The shocking affirmation of John is that this Word, the Word that created, the Word spoken through the prophets, became flesh. And the Word became flesh and dwelt among us, and we beheld his glory, the glory as of the only begotten of the Father, full of grace and truth. The Word would no longer need to come to man through the medium of creation or through the words of the prophets, but there is a kind of immediacy. We can see and touch the Word of God in the man Jesus. In the life of the Word made flesh we see an outpouring of love. Jesus persisted and persevered in love for the Father and for man, even when that love led him to Calvary. There is an exercise I do with our children and ask them how much God loves us. Not this much (hands close together). Nor even this much (a little further apart), but this much (with hands extended). It is the position of crucifixion but also of embrace. He persisted in love so that we could be restored to communion with God and one another.

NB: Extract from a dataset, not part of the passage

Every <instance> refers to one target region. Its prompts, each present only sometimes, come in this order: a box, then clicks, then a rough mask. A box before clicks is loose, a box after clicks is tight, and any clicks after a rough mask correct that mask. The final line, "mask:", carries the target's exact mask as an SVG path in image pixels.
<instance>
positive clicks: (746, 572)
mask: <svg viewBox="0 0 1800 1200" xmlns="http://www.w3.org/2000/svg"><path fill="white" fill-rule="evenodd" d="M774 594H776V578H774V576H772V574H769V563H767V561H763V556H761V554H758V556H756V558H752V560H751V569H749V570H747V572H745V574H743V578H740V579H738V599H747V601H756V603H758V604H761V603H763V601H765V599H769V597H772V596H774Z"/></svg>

To put it quite simply, the truth of Christmas is that, as John says, the light shineth in darkness. And in his first epistle, John states, the darkness is past, and the true light now shineth. All of this is represented in the church by all the candles that are burning tonight. In that simple stable over 2000 years ago, a light of love was placed before us and before all humanity. There is no extinguishing this light because this light is a persevering love. Even the worst of human darkness cannot overcome it. Now that we are on this side of that birth in Bethlehem, we are called to put all our lives in that light. We have to let go of those lies that have been around since the beginning of creation, namely that we can live apart from God and apart from one another. The God who made us is our soul's food; we need him and he is our true happiness. The same God has declared, it is not good that man should be alone. We need one another, in all particularities and diversities. This Christmas, let us turn again to this light of love and embrace the greatest gift we will ever receive, wrapped in swaddling clothes and lying in a manger.